Upon completion of your divorce (Final Judgment), it is important you complete a new Beneficiary Designation form. Under California law, a dissolution cancels a member’s designation of a former spouse as a beneficiary.
If You Divorce During Active Service: Naming Your Ex-Spouse as Beneficiary
- Should You Die in Active Service
LACERA will pay applicable death benefits to your ex-spouse only if you named that individual on a LACERA Beneficiary Designation form (or equivalent document) subsequent to your divorce or in accordance with a court order. Otherwise, LACERA will pay applicable death benefits to your estate. Your estate is not eligible for continuing benefits.

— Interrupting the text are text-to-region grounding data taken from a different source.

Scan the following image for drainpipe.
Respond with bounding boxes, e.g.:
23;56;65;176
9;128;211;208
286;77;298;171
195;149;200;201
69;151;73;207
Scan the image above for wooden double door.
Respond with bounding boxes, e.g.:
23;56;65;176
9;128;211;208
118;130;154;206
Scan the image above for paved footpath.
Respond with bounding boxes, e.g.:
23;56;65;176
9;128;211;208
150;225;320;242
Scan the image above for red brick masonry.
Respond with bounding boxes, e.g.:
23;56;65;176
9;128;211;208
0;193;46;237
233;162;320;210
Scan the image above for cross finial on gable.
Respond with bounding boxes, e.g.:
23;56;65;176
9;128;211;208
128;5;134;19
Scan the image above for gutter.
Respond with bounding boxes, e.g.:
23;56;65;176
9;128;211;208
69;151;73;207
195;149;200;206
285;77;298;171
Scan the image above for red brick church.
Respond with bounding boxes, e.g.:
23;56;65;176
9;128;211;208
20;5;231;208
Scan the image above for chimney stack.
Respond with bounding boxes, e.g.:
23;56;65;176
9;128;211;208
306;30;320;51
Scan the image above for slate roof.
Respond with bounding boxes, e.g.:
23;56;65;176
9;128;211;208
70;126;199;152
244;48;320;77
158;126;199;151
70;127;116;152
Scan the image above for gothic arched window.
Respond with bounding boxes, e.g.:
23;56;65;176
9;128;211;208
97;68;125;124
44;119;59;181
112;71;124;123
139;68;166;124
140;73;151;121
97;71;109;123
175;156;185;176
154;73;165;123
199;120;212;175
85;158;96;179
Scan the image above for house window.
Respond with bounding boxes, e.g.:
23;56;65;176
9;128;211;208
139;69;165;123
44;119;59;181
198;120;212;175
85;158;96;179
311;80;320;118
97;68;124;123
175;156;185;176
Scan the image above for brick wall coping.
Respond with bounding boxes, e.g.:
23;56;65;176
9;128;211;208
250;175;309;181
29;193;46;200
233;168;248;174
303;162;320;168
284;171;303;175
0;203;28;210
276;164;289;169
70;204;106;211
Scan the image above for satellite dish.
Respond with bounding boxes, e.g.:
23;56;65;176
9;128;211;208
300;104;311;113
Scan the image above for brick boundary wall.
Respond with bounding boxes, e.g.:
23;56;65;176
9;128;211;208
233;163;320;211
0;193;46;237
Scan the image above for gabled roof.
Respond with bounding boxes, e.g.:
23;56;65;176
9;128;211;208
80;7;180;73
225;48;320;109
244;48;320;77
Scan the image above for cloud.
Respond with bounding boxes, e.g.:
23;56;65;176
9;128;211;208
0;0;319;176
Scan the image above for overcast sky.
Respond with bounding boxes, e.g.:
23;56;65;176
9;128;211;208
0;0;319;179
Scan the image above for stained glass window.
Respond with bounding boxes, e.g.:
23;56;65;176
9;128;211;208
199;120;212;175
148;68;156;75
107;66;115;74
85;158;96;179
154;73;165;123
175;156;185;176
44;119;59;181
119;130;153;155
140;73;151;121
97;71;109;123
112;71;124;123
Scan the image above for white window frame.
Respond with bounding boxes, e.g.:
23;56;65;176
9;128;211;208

- Eligibility of Ex-Spouse as Beneficiary for Continuing Benefits after Retirement
When you decide to apply for retirement, you may elect any numbered Retirement Option and name your
ex-spouse as beneficiary. If you elect Option 2, 3, or 4, your “ex” will receive a continuing benefit upon your death. If you elect Option 1, your “ex” will receive a lump-sum payment of any remaining portion (not depleted during your lifetime) of your accumulated contributions.
If You Divorce After Retirement: Naming Your Ex-Spouse as Beneficiary
- If you elected the Unmodified or the Unmodified Plus Option at retirement, your ex-spouse is ineligible to receive a continuing benefit from LACERA upon your death. In such case, you may name a new beneficiary after you are divorced.

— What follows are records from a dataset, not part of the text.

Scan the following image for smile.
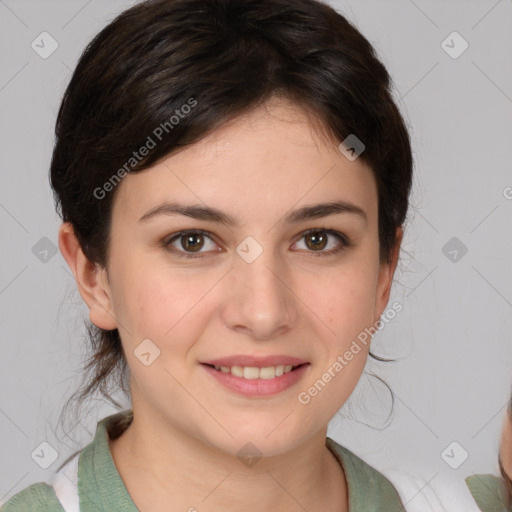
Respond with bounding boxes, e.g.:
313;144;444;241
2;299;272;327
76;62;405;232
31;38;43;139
207;364;302;380
200;362;310;396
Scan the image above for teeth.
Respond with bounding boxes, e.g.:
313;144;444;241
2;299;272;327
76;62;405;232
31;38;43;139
231;365;244;378
212;364;299;379
243;367;259;379
259;366;277;379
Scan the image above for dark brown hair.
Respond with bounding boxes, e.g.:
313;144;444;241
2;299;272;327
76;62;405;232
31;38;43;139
50;0;413;426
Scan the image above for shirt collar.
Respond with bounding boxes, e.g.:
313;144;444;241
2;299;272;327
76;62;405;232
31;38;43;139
76;409;403;512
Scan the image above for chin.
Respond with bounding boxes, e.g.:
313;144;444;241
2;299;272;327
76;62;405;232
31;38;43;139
206;419;313;460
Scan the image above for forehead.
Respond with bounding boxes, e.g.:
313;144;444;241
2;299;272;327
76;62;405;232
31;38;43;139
112;99;378;227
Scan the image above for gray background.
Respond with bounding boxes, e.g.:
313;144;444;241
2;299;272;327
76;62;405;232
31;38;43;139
1;0;511;508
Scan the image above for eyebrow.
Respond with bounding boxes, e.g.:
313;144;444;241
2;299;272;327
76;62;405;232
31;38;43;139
138;200;367;226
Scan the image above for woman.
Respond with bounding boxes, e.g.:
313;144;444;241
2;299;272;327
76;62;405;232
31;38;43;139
0;0;413;510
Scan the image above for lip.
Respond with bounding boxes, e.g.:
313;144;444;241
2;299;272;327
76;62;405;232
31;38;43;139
201;355;308;367
201;361;310;397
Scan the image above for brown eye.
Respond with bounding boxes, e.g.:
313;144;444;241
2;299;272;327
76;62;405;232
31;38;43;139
304;231;328;251
165;230;220;258
180;232;205;252
293;228;349;256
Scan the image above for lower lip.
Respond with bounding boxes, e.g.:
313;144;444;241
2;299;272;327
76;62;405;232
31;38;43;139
201;363;309;397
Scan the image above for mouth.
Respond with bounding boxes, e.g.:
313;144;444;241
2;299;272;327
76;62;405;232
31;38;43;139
201;362;308;380
200;355;310;396
200;356;310;397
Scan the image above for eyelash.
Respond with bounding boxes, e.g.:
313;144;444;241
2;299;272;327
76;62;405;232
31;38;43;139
163;228;350;260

- Upon your death, LACERA will pay any remaining portion of your accumulated contributions in one lump-sum payment to the beneficiary you designated after your divorce or to your estate. Neither your new beneficiary nor your estate is eligible for a continuing benefit.
- An ex-spouse is not an eligible surviving spouse and is not eligible to receive a monthly continuing benefit under the Unmodified Retirement Option, even if he or she is named as beneficiary after the divorce.
- An ex-spouse may be eligible to receive a community property portion of a lump-sum benefit, or a proportionate share of the eligible surviving spouse’s benefit, if applicable.
- If you named your spouse as a beneficiary at retirement under Option 2, 3, or 4, he or she will receive a monthly continuing benefit after your death.
In general, a member’s retirement allowance is not subject to garnishment or other levies except as follows:
- A court may order LACERA to pay a portion of a member’s retirement allowance to satisfy a judgment for spousal or child support or a division of community property.
- A member’s retirement allowance is subject to a tax levy by the IRS or the California Franchise Tax Board for payment of delinquent federal or state income tax.
Pension Forfeiture Applies to Public Employees Convicted of a Job-Related Felony
PEPRA establishes pension forfeiture, without exception, for all public employees convicted of a job-related felony.
The law calls for forfeiture of "all accrued rights and benefits in any public retirement system" by any public employee convicted of any felony, as of the earliest date of the crime, "for conduct arising out of or in the performance of his or her official duties, in pursuit of the office or appointment, or in connection with obtaining salary, disability retirement, service retirement, or other benefits."
Your Records Are Subject to Public Disclosure
The California Supreme Court has held the public has a right to know the names and salaries of public officials and employees under the California Public Records Act (CPRA).